Each year at our school we have a Veteran’s Day program. It is an attempt to teach this generation of children not to forget those who lived selflessly before them. It is an intentionally solemn and serious program. Last year our speaker, Trecy Kent husband of fifth grade teacher Martha Kent, was skyped in from Iraq. That in combination with his son Page speaking, allowed our students into the intimate, painful place in which military families live. This year, as Trecy spoke again in front of them in the flesh, they got to experience the joy that follows the long separations. Last year was about moments missed. This year was about being amazing wherever you are. The best tribute you can give a veteran is to be selfless every day and make a difference in YOUR world. It was a wonderful lesson and once again, the kids “got it.”
Afterwards, the students I teach made cards. The notes penned there were evidence of their care for Veterans. However, I wish you could hear the discussions we have before they make the cards. I believe these discussions solidify the understanding of past sacrifices. We talked about the last WWI vet who died last year at the age of 110. We talked about all the family members and friends they know that served…and some who died. We talked about how quickly we are losing our WWII vets, as evidenced by the fact that none stood when that war was called out in the program. Our community’s most famous WWII Vet, Mr. Arnold, who went into the death camps to liberate those held captive, did not attend this year due to the fact that he is battling cancer. Our discussions make children think. They bring history to life.

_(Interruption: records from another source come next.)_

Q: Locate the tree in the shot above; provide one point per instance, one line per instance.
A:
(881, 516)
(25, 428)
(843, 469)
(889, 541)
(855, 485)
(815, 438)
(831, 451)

As an adult, the thing I find most refreshing about these reflections, is that not once is politics mentioned. Not one student talks about anything but respect for those who serve. Never do they mention any politician or their policies. In fact, when they hear that Vietnam Vets were not treated well upon returning to the states, they clap even harder when those that attend the program stand as the conflicts are called out one by one. What the kids do not always see, is the reaction of the Veterans. The gym is a crowded place with the entire school plus the veterans and their families. From where I stand, I get a good view of the tears that flow on the faces of our service men and women both past and present. After the program when they walk down the hallway between a column of cheering sixth graders waving flags, I have the opportunity to watch them stand a little taller. Some allow the tears to run down their faces, others shake hands, and some grin from ear to ear. They bask in the validation and appreciation shown by this generation of children.
This year I talked to a man who was in Korea who was teary eyed. He shared his story of how he lost part of a finger to frostbite. Another told of his service in Vietnam. The Desert Storm vets remember the heat and the sand. No matter what the conflict in which they served, they are all humble and feel that they were just doing their jobs….a small thing in their eyes. However, looking back, we can see that all those small things added up to heroic things. I think it is one day they feel comfortable to share their stories, which of course, I go back into the classroom and share with our students. I am quite sure these men and women’s stories of personal sacrifice will not be on the CRCT test in the spring. But sometimes the most important lessons students learn are not academic. Veteran’s Day is one of the days that students learn about character, and what it looks like up close and personal. THAT, to me, is what teaching is all about.